Headquarters Department of the Army, Installations Alcoholic Beverages, Army Regulation No. 210-65, section II, paragraph 3-9(2) requires that sales personnel check the credentials of non-uniformed patrons to make certain that each individual is entitled to package store privileges. Paragraph 3-8 of the regulation describes those who are authorized to make purchases at a Package Store. It is a violation of the regulation to allow unauthorized persons to make purchases


See supra n. 5


Wojciechowicz erroneously classified the Package Store as a Class VI Store. This appeal, however, does not implicate that error. Nonetheless, AR 210-65, paragraph 3-8, which describes those who are authorized to make purchases, applies to the Package Store


None of the employees was qualified or authorized to purchase products at the Package Store


Patricia K. West, who was the head cashier at the Package Store, was not interviewed. Smith advised the Grievance Examiner, who was later assigned to hear Wojciechowicz's case, that West was not interviewed because she had resigned from federal service. However, as noted in text, infra, Smith had in fact interviewed Ms. West at an earlier time in connection with the bribery investigation of Wojciechowicz


On March 9, 1982, Wojciechowicz was assigned to serve as a special assistant to Smith. Dixon assumed the position of Acting Package Beverage Store Manager


Wojciechowicz had exhausted the first two steps of the grievance procedures without obtaining relief


Wojciechowicz was classified as a nonappropriated fund employee. Headquarters Department of the Army, Nonappropriated Funds and Related Activities, Personnel Policies and Procedures, Army Regulation 230-2, establishes policies and procedures for the administration of a total personnel program for nonappropriated fund instrumentality employees of the Army. Although AR 230-2 was superseded by AR 215-3 in February, 1984, AR 230-2 nevertheless governed all proceedings with which Wojciechowicz was concerned inasmuch as all events occurred in 1982


AR 230-2, Chapter 7, paragraph 7-4d(11)(d) and (e) provide:

(11) Each notice of decision will ...

(d) Inform the employee he/she has the right to appeal the action and that the appeal must be filed before the expiration of the 15-calendar-day period immediately following the effective date of the action.
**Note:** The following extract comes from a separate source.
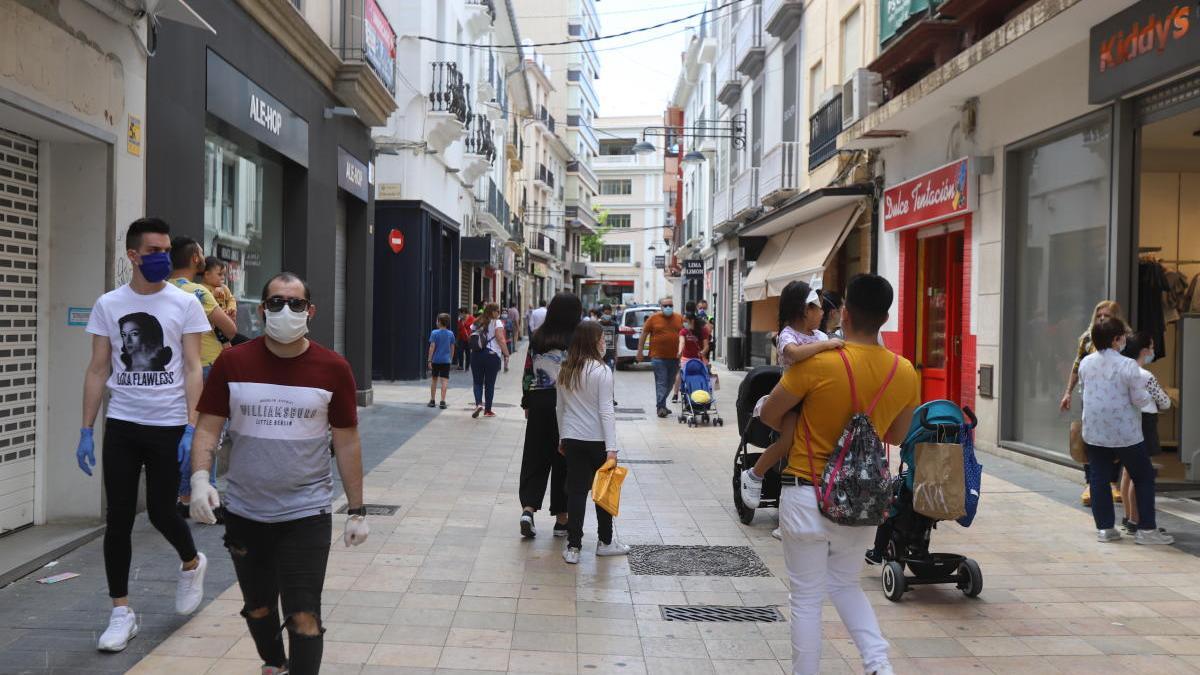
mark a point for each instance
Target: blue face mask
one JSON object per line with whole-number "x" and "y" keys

(e) Furnish the exact name and address of the person or office to which the appeal should be addressed. (See chap. 8, Appeals)


Among other claims, Wojciechowicz also contends that the sanction of discharge imposed upon him violated administrative regulations inasmuch as the charge of permitting unauthorized sales was only his first offense


Wojciechowicz not only challenged the factual content of Smith's affidavit, but also attacked Smith's objectivity. In his brief, Wojciechowicz argues that:

In an Affidavit sworn on February 24, 1984, Major Smith claimed that none of the materials contained in the criminal investigation in any way influenced his decision to recommend appellant Wojciechowicz's removal (App., p. 40A). In an earlier signed statement, dated February 6, 1984, Major Smith vacillated about what effect the prior criminal records had on his decision:

I probably would have recommended Murph's removal for the unauthorized sale of alcoholic beverages even if other allegations were not pending at the time.
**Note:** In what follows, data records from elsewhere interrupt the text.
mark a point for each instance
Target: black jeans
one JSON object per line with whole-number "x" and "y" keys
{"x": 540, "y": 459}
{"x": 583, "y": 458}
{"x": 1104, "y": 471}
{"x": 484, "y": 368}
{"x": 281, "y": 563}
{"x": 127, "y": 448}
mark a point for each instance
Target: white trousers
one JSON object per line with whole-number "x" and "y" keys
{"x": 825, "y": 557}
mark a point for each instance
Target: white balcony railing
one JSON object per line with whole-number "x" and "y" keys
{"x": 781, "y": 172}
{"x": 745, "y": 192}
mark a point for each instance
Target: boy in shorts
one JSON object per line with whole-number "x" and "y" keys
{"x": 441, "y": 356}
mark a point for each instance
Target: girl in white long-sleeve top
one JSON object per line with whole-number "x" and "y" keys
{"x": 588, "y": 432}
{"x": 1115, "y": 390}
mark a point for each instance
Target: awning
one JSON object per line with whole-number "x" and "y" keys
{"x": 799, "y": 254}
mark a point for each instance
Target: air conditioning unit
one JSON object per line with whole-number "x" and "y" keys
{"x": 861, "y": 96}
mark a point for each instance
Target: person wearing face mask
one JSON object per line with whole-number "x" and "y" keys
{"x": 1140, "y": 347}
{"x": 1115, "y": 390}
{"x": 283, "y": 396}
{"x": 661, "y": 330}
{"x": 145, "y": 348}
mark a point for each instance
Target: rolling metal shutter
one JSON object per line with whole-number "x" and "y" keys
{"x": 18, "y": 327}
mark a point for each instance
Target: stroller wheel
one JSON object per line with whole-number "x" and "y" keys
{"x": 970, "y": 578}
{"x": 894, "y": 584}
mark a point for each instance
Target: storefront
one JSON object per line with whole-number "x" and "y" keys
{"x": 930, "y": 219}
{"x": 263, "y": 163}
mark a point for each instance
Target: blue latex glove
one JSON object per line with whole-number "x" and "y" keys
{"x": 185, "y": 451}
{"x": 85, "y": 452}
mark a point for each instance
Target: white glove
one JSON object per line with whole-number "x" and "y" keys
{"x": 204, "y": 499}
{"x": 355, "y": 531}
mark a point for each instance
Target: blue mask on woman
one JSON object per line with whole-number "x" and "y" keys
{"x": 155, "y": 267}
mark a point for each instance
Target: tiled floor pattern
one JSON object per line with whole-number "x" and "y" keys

(App., p. 28A) (emphasis supplied). The factual question of whether or not the Major was influenced by this material is clearly not settled as a result of this statement. In his later Affidavit, Major Smith urges that this statement needs "clarification" (App., p. 40A). Major Smith offers his explanation for the meaning of his statement and describes his earlier signed admission as being "imprecise" (id.).

(Appellant's brief at 17-18).

We observe that in Smith's February 6, 1984 affidavit, Smith had concluded that Wojciechowicz was taking bribes because "where there is smoke there was probably fire." Smith's affidavit also contains the following statement: "Until I learned of the ATF material my impression of Murph (Wojciechowicz) was that he was a solid citizen and a dependable government employee, however, after receiving the information, I then viewed him with suspicion." (App. at 267).